After that, ask them why only 256. Would it be faster to generate all 16-bit values? 24-bit? 32? Look for them to understand the space vs time tradeoff (and the initial time cost to generate the table).
If they get this far, think bigger. Ask them where the bottleneck is. You want to hear them talk about hardware, hard drive bandwidth, disk buses, etc.
Another direction you can go is parallelizing. For especially big files, how would they use multiple machines? Even better, what if the file is too big to fit on one machine? Straightforward, but still a good way to check for systems understanding.
How to debug nondeterministic failures
Have you ever had to debug a nondeterministic or transient problem before? How did/would you do it?
This is an open ended discussion. There are a few big topics to cover. First, logging. Seems silly, but it’s a good marker for experience. What kinds of things to log, at what level, how to configure the level for normal prod operation vs local vs temporarily raised on individual hosts, etc.
Second, isolation. There are two good questions that will get them talking:
- What are all the possible sources of nondeterminism? Random number generators, obviously, but also user input, threading, configuration, data (many kinds), network, other local processes, unordered data structures (e.g. hash tables), different hardware, specific hardware parts etc.
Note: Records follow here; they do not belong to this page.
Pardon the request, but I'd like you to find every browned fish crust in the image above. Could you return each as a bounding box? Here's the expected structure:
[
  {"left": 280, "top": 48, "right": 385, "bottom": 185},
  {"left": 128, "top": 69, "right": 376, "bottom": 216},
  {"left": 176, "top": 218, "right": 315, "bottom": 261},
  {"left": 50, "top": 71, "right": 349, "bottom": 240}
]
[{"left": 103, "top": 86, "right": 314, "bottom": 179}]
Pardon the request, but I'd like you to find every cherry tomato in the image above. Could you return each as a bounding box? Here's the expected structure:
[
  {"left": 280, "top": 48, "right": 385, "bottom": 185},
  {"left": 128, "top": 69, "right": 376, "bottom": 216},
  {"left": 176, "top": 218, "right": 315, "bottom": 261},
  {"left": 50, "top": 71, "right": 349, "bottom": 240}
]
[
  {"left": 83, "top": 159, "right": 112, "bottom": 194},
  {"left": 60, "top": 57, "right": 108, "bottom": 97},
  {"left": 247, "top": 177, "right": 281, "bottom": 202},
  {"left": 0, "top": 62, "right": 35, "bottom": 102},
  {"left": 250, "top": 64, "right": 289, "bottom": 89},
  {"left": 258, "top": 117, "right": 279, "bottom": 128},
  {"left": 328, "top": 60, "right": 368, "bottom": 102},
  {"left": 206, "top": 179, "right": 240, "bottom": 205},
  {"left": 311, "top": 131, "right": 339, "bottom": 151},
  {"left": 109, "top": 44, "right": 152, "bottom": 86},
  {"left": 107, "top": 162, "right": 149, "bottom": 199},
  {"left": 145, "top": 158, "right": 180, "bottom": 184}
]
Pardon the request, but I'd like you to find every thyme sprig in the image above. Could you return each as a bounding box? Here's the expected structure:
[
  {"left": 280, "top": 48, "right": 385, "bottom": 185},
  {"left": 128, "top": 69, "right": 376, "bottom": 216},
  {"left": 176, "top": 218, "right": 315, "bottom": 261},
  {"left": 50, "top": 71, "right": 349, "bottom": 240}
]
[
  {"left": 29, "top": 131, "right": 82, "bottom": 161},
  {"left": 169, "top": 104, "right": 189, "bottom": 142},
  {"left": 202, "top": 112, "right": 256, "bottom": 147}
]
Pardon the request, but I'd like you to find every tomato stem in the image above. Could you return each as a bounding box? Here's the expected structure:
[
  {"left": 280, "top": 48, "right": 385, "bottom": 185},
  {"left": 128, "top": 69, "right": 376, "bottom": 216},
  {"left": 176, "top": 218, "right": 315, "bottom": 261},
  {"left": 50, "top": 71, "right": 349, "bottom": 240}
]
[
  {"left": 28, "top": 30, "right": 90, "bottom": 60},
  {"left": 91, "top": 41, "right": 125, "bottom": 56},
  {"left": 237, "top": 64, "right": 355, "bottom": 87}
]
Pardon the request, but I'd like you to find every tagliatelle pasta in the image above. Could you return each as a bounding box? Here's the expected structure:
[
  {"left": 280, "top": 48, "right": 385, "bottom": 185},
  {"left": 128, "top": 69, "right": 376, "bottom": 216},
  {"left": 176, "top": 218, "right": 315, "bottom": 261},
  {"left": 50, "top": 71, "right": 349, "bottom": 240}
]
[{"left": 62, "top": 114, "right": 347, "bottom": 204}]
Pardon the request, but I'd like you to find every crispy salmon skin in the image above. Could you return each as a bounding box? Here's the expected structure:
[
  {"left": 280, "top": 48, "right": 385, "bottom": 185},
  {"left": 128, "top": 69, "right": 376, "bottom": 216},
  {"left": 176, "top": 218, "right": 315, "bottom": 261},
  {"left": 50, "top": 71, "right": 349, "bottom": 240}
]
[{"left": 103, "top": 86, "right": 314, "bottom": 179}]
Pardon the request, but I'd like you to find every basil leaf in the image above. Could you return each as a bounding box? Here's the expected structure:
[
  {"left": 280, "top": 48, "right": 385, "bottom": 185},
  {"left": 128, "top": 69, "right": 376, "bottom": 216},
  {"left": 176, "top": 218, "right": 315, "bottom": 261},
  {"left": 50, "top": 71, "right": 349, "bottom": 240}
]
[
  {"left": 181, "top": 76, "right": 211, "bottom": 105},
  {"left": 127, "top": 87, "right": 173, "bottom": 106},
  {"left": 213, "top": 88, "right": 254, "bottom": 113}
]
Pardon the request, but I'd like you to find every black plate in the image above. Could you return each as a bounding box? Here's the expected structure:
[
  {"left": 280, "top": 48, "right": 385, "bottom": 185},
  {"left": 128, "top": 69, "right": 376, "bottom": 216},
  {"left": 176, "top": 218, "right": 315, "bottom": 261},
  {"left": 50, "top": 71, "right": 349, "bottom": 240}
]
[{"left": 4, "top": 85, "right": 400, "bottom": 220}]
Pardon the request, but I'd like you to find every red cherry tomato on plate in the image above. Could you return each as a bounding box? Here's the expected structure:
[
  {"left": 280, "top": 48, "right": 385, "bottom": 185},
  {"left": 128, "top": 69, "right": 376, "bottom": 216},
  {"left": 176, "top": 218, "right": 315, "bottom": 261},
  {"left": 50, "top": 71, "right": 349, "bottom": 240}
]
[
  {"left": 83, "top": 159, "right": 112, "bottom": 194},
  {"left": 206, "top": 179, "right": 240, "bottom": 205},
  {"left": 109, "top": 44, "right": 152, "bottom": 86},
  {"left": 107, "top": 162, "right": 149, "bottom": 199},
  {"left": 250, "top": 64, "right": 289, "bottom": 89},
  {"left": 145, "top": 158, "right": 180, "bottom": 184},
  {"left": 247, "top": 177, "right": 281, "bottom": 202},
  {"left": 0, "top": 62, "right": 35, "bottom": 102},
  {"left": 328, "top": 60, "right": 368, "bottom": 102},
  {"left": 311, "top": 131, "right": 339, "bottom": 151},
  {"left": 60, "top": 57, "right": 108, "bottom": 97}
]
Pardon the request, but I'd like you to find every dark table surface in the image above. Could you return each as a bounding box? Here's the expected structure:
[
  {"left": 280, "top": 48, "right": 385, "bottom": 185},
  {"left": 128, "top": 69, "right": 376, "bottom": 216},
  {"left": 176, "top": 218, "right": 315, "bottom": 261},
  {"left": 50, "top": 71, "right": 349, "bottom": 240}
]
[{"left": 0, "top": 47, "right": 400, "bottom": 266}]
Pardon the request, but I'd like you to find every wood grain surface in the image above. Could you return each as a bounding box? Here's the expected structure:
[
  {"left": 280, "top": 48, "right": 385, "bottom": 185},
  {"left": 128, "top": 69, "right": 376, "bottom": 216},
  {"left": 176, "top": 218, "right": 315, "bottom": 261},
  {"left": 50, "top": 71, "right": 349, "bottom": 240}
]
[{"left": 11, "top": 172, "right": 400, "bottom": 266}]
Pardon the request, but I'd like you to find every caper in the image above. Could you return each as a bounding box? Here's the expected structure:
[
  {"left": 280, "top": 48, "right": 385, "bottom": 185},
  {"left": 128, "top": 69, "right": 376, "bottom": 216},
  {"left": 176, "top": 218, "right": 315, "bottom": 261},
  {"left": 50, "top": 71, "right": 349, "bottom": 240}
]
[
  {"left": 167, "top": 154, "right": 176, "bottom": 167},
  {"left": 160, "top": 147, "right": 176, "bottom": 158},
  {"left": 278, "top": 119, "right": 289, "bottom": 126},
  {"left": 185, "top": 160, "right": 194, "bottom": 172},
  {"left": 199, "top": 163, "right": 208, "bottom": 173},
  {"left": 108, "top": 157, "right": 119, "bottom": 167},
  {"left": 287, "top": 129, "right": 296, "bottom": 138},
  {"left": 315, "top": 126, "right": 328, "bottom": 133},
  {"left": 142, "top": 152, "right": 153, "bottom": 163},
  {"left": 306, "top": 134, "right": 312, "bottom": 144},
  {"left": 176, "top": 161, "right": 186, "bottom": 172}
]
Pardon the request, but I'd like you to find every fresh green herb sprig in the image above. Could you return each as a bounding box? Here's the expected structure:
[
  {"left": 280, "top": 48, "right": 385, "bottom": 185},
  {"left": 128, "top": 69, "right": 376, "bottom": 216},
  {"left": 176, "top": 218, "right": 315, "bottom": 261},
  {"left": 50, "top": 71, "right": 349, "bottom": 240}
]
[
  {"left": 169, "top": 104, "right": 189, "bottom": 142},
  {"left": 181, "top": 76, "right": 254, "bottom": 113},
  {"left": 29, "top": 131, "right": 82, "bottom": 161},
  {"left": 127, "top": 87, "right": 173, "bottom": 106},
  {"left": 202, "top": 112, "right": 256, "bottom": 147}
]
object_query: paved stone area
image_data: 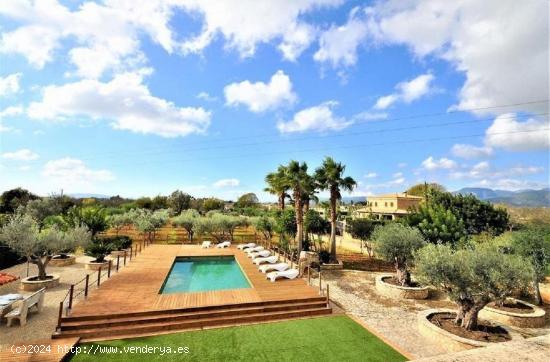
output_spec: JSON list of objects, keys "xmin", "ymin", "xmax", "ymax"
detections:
[
  {"xmin": 312, "ymin": 270, "xmax": 550, "ymax": 361},
  {"xmin": 0, "ymin": 256, "xmax": 110, "ymax": 352}
]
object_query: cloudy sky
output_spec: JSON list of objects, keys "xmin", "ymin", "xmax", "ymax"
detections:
[{"xmin": 0, "ymin": 0, "xmax": 550, "ymax": 199}]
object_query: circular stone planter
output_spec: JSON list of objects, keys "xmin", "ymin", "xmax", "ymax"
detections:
[
  {"xmin": 479, "ymin": 298, "xmax": 546, "ymax": 328},
  {"xmin": 84, "ymin": 261, "xmax": 109, "ymax": 271},
  {"xmin": 417, "ymin": 309, "xmax": 523, "ymax": 352},
  {"xmin": 321, "ymin": 260, "xmax": 344, "ymax": 270},
  {"xmin": 20, "ymin": 274, "xmax": 60, "ymax": 292},
  {"xmin": 48, "ymin": 255, "xmax": 76, "ymax": 267},
  {"xmin": 376, "ymin": 274, "xmax": 430, "ymax": 299},
  {"xmin": 111, "ymin": 249, "xmax": 130, "ymax": 259}
]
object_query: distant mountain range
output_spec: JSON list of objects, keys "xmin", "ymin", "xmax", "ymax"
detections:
[
  {"xmin": 454, "ymin": 187, "xmax": 550, "ymax": 207},
  {"xmin": 69, "ymin": 194, "xmax": 111, "ymax": 199}
]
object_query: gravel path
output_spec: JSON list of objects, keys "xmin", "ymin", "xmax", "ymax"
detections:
[
  {"xmin": 313, "ymin": 270, "xmax": 468, "ymax": 358},
  {"xmin": 0, "ymin": 256, "xmax": 105, "ymax": 352}
]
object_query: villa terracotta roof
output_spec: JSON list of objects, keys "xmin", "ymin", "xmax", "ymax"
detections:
[{"xmin": 0, "ymin": 273, "xmax": 19, "ymax": 285}]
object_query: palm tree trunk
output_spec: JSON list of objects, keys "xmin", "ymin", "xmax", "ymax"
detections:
[
  {"xmin": 330, "ymin": 191, "xmax": 337, "ymax": 263},
  {"xmin": 294, "ymin": 192, "xmax": 304, "ymax": 255}
]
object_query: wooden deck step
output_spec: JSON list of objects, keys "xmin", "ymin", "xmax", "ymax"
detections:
[
  {"xmin": 61, "ymin": 300, "xmax": 326, "ymax": 331},
  {"xmin": 62, "ymin": 296, "xmax": 326, "ymax": 324},
  {"xmin": 52, "ymin": 306, "xmax": 332, "ymax": 340},
  {"xmin": 0, "ymin": 337, "xmax": 80, "ymax": 362}
]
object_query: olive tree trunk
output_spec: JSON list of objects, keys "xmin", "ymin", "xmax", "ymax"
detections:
[
  {"xmin": 455, "ymin": 300, "xmax": 487, "ymax": 331},
  {"xmin": 395, "ymin": 261, "xmax": 411, "ymax": 287}
]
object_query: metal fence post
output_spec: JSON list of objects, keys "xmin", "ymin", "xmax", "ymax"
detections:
[
  {"xmin": 69, "ymin": 284, "xmax": 74, "ymax": 309},
  {"xmin": 84, "ymin": 274, "xmax": 90, "ymax": 298}
]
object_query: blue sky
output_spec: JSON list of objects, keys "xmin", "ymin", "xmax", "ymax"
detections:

- How can you isolate the part that’s behaving nondeterministically? Logging is key here, but also minimal canned datasets, record/reply, mocking external services and data sources, reproducible config, reusing the same RNG seed, etc.
Third, reproducing it. Use all the isolation techniques, then look for an automated harness that repeatedly runs the system and watches for the expected behavior. It’s important that the harness record as much state as possible. Bonus points if it automatically drops them into a debugger!